Завершив осмотр корвета, губернатор в нескольких словах похвалил экипаж, но особенно он порадовал людей, передав боцману крупную сумму для раздачи ее всем поровну.

Щедрость эта вызвала оглушительные крики: «Да здравствует губернатор!» — крики, приятно защекотавшие ухо достойного сановника.

Капитан подал знак, и на корвете не осталось и следов тревоги, все опять приняло свой нормальный вид.

Вскоре дон Пабло Сандоваль пригласил своих гостей пройти в столовую, где их ждал завтрак.

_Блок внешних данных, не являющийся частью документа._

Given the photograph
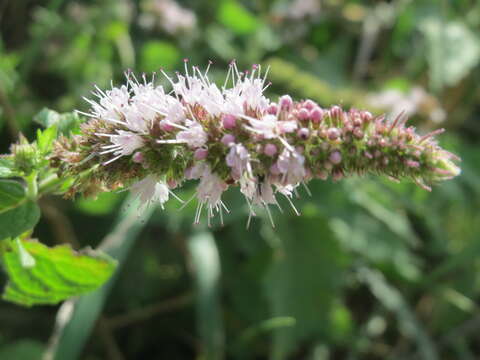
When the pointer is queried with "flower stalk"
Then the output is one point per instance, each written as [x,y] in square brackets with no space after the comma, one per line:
[151,141]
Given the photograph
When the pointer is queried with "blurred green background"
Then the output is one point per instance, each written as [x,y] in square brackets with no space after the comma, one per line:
[371,270]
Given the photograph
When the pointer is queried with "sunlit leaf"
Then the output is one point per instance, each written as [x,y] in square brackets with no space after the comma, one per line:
[158,54]
[42,275]
[453,50]
[18,220]
[66,122]
[235,17]
[12,193]
[6,168]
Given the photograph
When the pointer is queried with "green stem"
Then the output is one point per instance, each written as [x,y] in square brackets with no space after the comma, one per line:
[32,186]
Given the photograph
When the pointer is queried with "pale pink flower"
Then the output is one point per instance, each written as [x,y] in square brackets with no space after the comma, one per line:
[194,136]
[291,165]
[238,159]
[150,190]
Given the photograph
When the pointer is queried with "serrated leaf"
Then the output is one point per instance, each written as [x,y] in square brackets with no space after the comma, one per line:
[18,220]
[58,273]
[12,194]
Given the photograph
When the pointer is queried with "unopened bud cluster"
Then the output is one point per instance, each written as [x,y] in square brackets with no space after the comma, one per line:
[142,137]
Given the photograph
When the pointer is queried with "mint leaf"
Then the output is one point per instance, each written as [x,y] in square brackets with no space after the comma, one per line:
[51,274]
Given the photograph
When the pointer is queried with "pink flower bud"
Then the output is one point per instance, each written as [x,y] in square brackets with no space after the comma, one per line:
[275,170]
[358,133]
[322,175]
[357,121]
[228,121]
[166,126]
[366,116]
[138,157]
[228,139]
[172,184]
[272,109]
[303,133]
[309,104]
[337,175]
[333,133]
[316,114]
[270,150]
[200,154]
[335,157]
[336,112]
[303,114]
[285,102]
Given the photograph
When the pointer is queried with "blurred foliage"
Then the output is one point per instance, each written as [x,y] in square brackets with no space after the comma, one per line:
[371,270]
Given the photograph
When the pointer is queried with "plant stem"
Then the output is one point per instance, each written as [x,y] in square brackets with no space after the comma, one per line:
[32,186]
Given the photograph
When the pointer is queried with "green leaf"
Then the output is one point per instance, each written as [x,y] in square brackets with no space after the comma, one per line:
[66,123]
[206,270]
[235,17]
[22,350]
[73,332]
[46,138]
[303,281]
[104,204]
[453,50]
[42,275]
[12,194]
[7,168]
[157,54]
[18,220]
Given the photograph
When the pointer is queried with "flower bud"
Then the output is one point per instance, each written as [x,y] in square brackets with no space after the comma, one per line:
[228,139]
[303,114]
[333,133]
[286,102]
[200,154]
[335,157]
[303,133]
[270,150]
[228,121]
[316,115]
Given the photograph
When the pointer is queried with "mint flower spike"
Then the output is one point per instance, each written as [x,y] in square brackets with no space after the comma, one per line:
[151,140]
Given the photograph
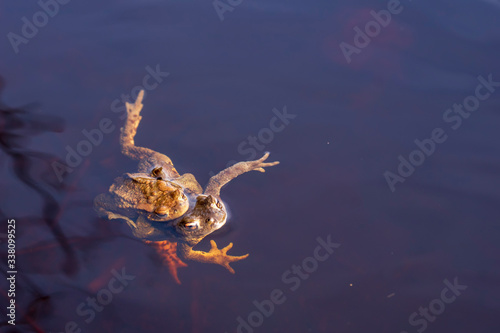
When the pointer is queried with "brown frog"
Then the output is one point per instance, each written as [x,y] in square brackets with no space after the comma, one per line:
[169,211]
[134,195]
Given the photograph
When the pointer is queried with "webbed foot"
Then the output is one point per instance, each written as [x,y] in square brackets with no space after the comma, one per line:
[221,257]
[259,165]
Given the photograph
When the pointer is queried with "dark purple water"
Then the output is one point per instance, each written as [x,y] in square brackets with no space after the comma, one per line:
[405,236]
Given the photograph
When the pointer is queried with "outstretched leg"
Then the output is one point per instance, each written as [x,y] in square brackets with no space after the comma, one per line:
[149,159]
[214,256]
[225,176]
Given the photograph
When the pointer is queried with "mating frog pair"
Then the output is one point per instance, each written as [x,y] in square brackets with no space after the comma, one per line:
[169,211]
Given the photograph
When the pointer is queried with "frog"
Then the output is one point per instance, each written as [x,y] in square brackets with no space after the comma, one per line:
[166,210]
[140,194]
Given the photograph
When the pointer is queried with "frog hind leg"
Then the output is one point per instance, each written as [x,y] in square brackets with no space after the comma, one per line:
[149,159]
[168,252]
[214,256]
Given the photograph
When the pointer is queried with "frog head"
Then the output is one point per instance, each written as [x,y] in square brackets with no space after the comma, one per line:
[207,215]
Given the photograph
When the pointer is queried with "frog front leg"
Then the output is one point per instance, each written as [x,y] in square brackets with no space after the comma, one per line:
[225,176]
[214,256]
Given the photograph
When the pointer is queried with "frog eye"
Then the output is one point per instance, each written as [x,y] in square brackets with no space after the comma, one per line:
[162,210]
[192,225]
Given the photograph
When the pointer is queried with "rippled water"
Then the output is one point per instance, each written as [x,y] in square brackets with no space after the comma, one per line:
[401,238]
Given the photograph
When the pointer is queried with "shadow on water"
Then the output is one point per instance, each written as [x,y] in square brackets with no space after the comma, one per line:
[18,126]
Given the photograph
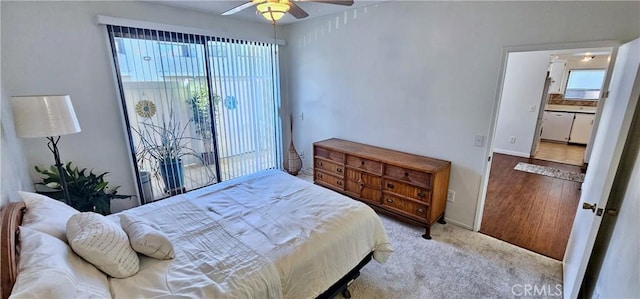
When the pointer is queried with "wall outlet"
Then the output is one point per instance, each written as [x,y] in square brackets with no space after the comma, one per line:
[451,195]
[478,141]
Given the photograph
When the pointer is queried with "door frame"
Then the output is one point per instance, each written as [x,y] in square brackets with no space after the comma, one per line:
[497,101]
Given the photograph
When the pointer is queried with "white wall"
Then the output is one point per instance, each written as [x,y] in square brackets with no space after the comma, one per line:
[522,90]
[421,77]
[620,270]
[55,47]
[13,168]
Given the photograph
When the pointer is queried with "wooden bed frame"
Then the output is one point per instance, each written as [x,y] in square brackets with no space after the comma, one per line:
[11,217]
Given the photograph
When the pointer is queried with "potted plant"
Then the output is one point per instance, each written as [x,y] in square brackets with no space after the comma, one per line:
[87,192]
[201,116]
[166,143]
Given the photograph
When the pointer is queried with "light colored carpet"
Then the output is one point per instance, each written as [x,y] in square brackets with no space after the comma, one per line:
[456,263]
[550,171]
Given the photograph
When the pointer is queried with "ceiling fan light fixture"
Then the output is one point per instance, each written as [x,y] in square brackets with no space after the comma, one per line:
[273,10]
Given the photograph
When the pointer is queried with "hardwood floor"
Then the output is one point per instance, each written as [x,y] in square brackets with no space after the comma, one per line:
[529,210]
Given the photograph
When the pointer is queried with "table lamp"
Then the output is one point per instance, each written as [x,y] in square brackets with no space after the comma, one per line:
[50,117]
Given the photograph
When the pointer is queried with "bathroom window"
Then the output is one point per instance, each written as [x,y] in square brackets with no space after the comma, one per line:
[584,84]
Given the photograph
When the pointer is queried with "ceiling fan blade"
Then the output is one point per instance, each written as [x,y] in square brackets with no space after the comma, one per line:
[238,8]
[296,11]
[338,2]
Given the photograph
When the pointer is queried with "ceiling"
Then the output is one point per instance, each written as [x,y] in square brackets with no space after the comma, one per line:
[218,7]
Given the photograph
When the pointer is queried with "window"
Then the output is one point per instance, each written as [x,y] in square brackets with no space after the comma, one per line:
[198,109]
[584,84]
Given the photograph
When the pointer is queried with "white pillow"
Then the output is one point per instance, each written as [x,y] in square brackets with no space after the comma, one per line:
[46,214]
[49,269]
[145,239]
[103,243]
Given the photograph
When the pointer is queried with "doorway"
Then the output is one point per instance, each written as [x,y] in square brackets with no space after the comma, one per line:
[534,126]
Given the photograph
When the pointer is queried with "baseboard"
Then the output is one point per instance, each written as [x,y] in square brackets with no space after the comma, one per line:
[511,153]
[456,223]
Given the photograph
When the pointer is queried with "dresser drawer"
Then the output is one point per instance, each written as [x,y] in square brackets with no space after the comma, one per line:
[363,177]
[363,192]
[407,190]
[408,175]
[327,179]
[328,154]
[405,206]
[334,168]
[365,164]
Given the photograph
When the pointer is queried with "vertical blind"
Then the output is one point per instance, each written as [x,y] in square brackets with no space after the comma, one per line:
[198,109]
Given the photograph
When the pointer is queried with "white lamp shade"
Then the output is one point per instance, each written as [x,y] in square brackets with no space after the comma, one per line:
[44,116]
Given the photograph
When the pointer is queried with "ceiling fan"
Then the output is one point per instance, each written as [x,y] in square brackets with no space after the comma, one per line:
[274,10]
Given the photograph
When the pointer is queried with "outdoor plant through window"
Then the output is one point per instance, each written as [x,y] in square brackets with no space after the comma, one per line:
[199,109]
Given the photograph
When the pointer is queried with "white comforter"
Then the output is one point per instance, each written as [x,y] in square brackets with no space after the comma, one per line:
[267,235]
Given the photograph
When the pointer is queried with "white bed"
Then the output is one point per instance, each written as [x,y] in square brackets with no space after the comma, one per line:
[266,235]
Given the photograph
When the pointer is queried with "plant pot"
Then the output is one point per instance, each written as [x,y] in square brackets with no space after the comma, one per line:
[147,188]
[208,158]
[172,175]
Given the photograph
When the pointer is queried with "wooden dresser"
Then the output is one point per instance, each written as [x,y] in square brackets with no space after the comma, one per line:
[410,187]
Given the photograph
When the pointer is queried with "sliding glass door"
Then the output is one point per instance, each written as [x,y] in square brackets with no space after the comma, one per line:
[198,109]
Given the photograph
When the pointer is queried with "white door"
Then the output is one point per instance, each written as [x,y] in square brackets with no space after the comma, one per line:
[609,141]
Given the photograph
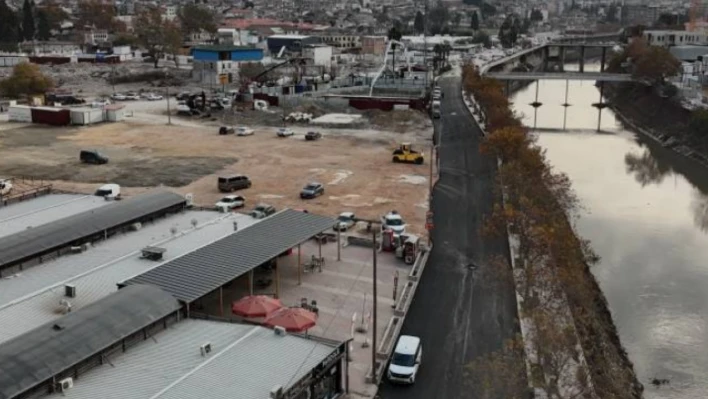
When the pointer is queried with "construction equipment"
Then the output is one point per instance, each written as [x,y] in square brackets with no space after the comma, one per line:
[406,154]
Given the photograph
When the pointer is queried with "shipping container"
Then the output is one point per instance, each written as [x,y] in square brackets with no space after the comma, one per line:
[20,113]
[114,112]
[86,116]
[51,116]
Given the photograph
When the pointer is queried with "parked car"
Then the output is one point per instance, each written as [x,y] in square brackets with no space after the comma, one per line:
[233,182]
[393,221]
[153,97]
[5,186]
[345,221]
[312,190]
[405,360]
[244,131]
[311,136]
[93,156]
[231,202]
[284,132]
[226,130]
[108,191]
[262,211]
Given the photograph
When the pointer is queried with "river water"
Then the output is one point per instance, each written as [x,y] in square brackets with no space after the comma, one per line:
[645,210]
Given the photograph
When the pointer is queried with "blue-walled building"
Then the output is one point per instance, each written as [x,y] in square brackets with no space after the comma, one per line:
[219,64]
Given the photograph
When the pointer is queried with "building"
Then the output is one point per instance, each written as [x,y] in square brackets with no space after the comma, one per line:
[320,54]
[373,45]
[637,14]
[342,41]
[96,37]
[667,38]
[292,43]
[219,64]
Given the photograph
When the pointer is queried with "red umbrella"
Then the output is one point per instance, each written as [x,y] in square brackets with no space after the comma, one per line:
[255,306]
[292,319]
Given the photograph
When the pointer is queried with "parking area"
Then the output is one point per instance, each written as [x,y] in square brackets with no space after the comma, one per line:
[342,291]
[354,166]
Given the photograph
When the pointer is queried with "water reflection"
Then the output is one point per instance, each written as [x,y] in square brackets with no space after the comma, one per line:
[645,168]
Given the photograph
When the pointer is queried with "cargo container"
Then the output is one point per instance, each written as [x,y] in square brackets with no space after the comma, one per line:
[51,116]
[20,113]
[114,112]
[86,116]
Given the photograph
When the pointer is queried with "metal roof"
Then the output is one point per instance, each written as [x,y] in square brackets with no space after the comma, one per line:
[31,298]
[208,268]
[42,353]
[246,362]
[34,241]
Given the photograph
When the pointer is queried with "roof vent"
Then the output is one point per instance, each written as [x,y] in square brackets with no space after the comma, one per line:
[205,349]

Радушное приглашение вызвало общую радость: было за полдень, и все чувствовали голод.

Девушки действовали так ловко, что сумели, согласно обещанию доньи Линды, посадить дона Фернандо между собой, к тайному неудовольствию дона Пабло, который собирался посадить губернатора по правую руку от себя, а графа — по левую; но тут женская воля взяла верх, и капитану пришлось довольствоваться, при большом сожалении, соседством дона Хесуса Ордоньеса.

Ни малейшей тени ревности не примешивалось к тайному неудовольствию дона Пабло. Ему даже в голову не приходило, что граф может быть его соперником — правда, надо сказать, что любовь его к очаровательной невесте отличалась крайней умеренностью, женитьба была для него просто выгодным делом: его будущий тесть имел большое состояние и давал за дочерью великолепное приданое, — больше капитану нечего было и желать. Кроме того, девушка славилась своей красотой, что очень льстило самолюбию капитана, но будь она дурна как смертный грех, это нисколько не изменило бы его намерения жениться на ней.

Сначала больше молчали и только усердно ели, однако когда первый голод был утолен, все понемногу заговорили, и вскоре беседа сделалась всеобщей.

— Сеньор губернатор, — начал толстяк с одутловатым лицом багрово-синего цвета, который обливался потом и ел, как слон. — Позвольте спросить: что слышно о галионах?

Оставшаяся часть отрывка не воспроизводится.